Engineering the future of genetic medicine
We continue to custom engineer molecules that are designed for therapeutic use within the human body to enable highly effective and specific in vivo applications across various areas of unmet need. Our uniquely flexible “CRISPR by design” platform enables a new generation of purpose-built, highly functional CRISPR tools and medicines for addressing the fundamental root causes of genetic disease, starting with neurodegenerative disorders including Amyotrophic Lateral Sclerosis (ALS). Our engineering-first technology overcomes long-standing industry bottlenecks and the present challenges of current CRISPR technologies to open up new target disease areas that were previously challenging to target and deliver critical CRISPR-based therapies to patients who need it most.
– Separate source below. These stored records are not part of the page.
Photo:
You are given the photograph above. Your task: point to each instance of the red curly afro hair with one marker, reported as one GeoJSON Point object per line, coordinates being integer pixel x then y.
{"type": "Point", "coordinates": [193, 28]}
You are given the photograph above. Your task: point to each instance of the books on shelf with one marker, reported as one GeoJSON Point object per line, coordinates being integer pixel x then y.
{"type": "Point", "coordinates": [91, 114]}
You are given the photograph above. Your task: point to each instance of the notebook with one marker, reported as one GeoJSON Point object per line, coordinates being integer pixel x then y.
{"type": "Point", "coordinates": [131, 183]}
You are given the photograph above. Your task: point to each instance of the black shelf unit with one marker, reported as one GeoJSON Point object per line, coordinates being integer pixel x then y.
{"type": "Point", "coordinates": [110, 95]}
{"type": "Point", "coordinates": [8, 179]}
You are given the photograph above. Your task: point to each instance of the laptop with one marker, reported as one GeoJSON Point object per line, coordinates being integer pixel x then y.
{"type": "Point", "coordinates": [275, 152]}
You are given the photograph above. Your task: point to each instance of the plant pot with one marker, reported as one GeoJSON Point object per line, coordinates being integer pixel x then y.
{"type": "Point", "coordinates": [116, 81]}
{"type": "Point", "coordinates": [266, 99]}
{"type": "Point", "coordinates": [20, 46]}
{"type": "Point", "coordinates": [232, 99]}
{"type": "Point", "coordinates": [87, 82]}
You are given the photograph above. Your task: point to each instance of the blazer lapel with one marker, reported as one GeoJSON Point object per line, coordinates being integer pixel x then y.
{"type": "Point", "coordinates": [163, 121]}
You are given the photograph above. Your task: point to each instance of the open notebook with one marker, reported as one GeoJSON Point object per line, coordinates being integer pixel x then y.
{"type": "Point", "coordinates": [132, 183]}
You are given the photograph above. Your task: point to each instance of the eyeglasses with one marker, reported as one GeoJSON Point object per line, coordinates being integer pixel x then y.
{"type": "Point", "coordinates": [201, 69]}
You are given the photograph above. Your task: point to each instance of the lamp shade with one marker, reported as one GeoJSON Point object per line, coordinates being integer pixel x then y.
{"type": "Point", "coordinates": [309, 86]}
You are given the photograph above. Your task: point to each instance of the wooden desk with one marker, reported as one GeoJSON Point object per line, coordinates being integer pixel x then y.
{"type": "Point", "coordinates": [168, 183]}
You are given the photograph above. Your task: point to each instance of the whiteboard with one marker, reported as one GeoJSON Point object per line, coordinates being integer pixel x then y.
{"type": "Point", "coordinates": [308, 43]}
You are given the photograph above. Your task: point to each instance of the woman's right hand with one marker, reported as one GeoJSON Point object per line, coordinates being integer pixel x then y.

Scribe is the only company engineering “CRISPR by design.” Our holistic approach to design and engineering, rather than “finding” makes it possible for us to continually expand our pipeline of genetic medicines with additional CRISPR molecules and technologies, and in fact we do not use any molecules based on the first generation CRISPR-Cas9 systems. Rather, we have built our first suite of technologies on CasX to enable greater editing activity, specificity, and deliverability. We are engineering custom gene editing and delivery technologies to deliver potentially curative therapeutics for diseases of greatest unmet need and establish a new standard of clinical care for millions of people with genetic disease. By creating custom molecules specifically designed for therapeutic use within the human body, Scribe is driving the shift in therapeutic development from slow drug discovery to scalable biological design to develop safe and effective genetic medicines for use in the human body.
In October 2020, we emerged from stealth to unveil a $400M+ collaboration with Biogen to develop and commercialize CRISPR-based therapies that address the underlying genetic causes of ALS. The unveiling of the first application of our technologies was accompanied by the announcements of our evergreen, proprietary “CRISPR by design” platform and initial $20M Series A financing led by Andreessen Horowitz. Our two teams are committed to expanding treatment for underserved genetic conditions. The terms of the collaboration include the additional option to pursue an additional neurological disease target of high unmet need through Scribe’s custom gene editing and delivery technologies. Scribe received $15 million upfront and is eligible for more than $400 million in potential development and commercial milestone payments between the two targets of interest, as well as tiered, high single digit to sub-teen royalties. In creating custom molecules specifically designed for therapeutic use within the human body, it is our first program driving the shift in therapeutic development from slow drug discovery to scalable biological design to develop safe and effective genetic medicines for use in the human body.